David Mark (October 7, 1947 – September 24, 2022) was a SUNY Distinguished Professor in the Department of Geography at the University at Buffalo, USA. He made several contributions to research and education in Geographic Information Science (GIScience), most recently in human spatial cognition and language.

== Education and Professional career ==
Mark worked at three universities between 1976 and 1978: Simon Fraser University, the University of Ottawa, and the University of British Columbia. He was an assistant professor of geography at the University of Western Ontario from 1978 to 1981. In 1981, he moved to the Department of Geography at the University at Buffalo as an assistant professor. Mark was promoted to associate professor in 1983 and to the rank of Professor in 1987. In 2007, he was conferred with the title of SUNY Distinguished Professor.

== Awards ==

| YEAR | NOTABLE AWARDS |
|---|---|
| 2004 | UCGIS Researcher of the Year |
| 2007 | SUNY Distinguished Professor |
| 2009 | UCGIS Educator of the Year |
| 2010 | UCGIS Elected Fellow |
| 2013 | Robert T. Aangeenbrug Distinguished Career Award (AAG GIS Specialty Group) |
| 2016 | Outstanding Alumni Award - Academic Achievement (Simon Fraser University) |
| 2016 | Waldo-Tobler GIScience Prize (Austrian Academy of Sciences) |

== Contributions to Geographic Information Science ==
Mark's specialty was in the field of Geographic Information Science (GIScience).

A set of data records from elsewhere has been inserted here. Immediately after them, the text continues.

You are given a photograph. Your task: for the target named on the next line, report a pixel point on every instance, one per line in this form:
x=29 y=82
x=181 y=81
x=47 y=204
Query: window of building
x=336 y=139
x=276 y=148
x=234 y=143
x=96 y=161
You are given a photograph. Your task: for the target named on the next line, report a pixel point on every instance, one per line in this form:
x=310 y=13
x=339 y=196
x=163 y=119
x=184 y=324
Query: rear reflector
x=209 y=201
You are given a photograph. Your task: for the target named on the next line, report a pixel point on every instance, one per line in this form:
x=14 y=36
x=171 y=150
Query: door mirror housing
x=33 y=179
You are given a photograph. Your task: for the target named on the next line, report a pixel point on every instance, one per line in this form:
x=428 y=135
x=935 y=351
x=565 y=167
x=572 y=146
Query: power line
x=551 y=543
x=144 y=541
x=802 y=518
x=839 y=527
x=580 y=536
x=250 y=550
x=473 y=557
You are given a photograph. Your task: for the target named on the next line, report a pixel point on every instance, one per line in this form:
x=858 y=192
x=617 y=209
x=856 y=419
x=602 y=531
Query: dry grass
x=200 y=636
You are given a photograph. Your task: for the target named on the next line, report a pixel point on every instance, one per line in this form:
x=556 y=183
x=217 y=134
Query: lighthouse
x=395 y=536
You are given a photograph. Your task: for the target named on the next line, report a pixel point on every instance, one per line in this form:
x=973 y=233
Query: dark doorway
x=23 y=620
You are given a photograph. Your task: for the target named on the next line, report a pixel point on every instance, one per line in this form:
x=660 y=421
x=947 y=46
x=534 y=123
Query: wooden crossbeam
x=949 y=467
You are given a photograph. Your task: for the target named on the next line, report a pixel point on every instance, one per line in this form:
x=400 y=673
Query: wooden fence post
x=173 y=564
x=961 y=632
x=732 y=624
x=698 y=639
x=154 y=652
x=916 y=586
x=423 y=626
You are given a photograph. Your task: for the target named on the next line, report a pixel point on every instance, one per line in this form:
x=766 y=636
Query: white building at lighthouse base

He authored or coauthored more than 230 scholarly papers which have been cited over 10,000 times. He researched cognitive and linguistic foundations of how geographic information is conceptualized and used. In the 1970s and 1980s, he pioneered methods for representing topography for digital computers, including the earliest methods for the Triangular Irregular Network data model. He is credited for a popular water flow routing GIS algorithm, which specifies how to eliminate spurious pits from digital elevation models. In 1990, David Mark organized with Andrew U. Frank the NATO Advanced Study Institute in Las Navas del Marquez (Spain). This meeting was the origin of research in spatial cognition and linguistics for the field of GIScience. With Barry Smith and others, Mark co-authored several widely cited papers on geographic categorization, geographic reasoning, and the ontology of geographic features. In the early 2000s, Mark and Andrew Turk created the area of study called "Ethnophysiography" to study how language and culture are related to people's naïve conceptualizations of the physical landscape. Until his death, he continued to work on most of these topics, with special focus on establishing a foundational ontology of the landscape.